TUGALIFE. Eis o pseudónimo de Ivo Fontão, produtor de Kids. A par de Frederico Mendes (referenciado no meio como Nave Mãe), traz a essência do ADN português incorporado no underground londrino. A 1980, editora que criaram e representam, celebra agora este álbum de onze faixas, (curiosamente) disponível em formatos antagónicos – cassete e digital -, e que faz a travessia pelos diferentes pólos da electrónica, passando da chill out envolvente da música ambientalista às variadas vertentes do dub e do hip hop. Mas já lá vamos.

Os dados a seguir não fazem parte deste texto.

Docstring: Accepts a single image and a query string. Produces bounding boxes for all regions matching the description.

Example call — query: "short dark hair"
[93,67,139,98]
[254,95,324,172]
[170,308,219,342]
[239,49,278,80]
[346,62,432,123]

Antes, um pequeno apontamento àquilo que confere maturidade a um projecto destes, já capacitado para cruzar atmosferas poeirentas com habitats futuristas e sugestivos. Ainda sem o reconhecimento que lhe é devido, a 1980 conseguiu estruturar uma peça já com conhecimentos adquiridos em projectos como José Acid, Miguel Torga e Daino; e Kids é aquilo que induz a ambiguidade da palavra experiência.

Voltando à análise.

Aqui reside uma viagem no tempo que balança entre a nostalgia envolta em fumo do VHS e a era digital, mais actual e etérea. As faixas compõem diferentes tonalidades sonoras, que variam entre composições que tanto podem ser cruas e primitivas (“Wednesday”, “Court”) como sugestivas (“Same, Down”), estabelecendo assim a ponte que varia entre os dois mundos do qual nasce esta criação: o ruído e som não totalmente perceptível da antiguidade do VHS e vinil (tanto o vídeo como o ambiente de “Nineteen” correspondem) com a limpidez e configurações mais velozes da era digital. A dominância do instrumental encontra-se com sublimes traços vocais, elucidativos o suficiente para uma narrativa ainda embrionária, que em muito serve apenas de mote a um ritmo mais progressivo e cauteloso (“Off Target” fá-lo muito bem). As influências, por seu lado, chegam de vários polos, muito em função daquilo que é a experiência de um emigrante português no sul de Londres, onde residem muitas outras linguagens, tanto metafóricas como figurativas, desde a profundidade irrequieta do underground londrino à despertensiosa inspiração jamaicana e africana, nações que em muito contribuem para a diversificação cultural que por ali se gera.

Kids funciona como um convite à alienação, numa viagem pelo mundo submerso dos samples que ajudam a ecoar o baixo sombrio pelos corredores espaçosos e atempados por onde este trabalho circula. A reter ficam as diferentes sugestões melódicas que surgem consoante o passar de cada faixa, que tanto faz emergir a autonomia do universo onírico, como deixa a mente entorpecida em loops extenuantes, impossibilitando a vontade de tentar localizar TUGALIFE em determinado género ou estilo musical. A par de nomes contemporâneos como Old Manual ou Die Von Brau, Ivo Fontão reúne as componentes de um produtor que pode ambicionar ir ainda mais longe, embora ainda se encontre bastante dependente da divulgação que lhe falta. Ao fim destes 45 minutos, resta-nos o cansaço metafísico da desafiante caminhada pela metamorfose do vinil para a era digital, porque é isso que Kids representa.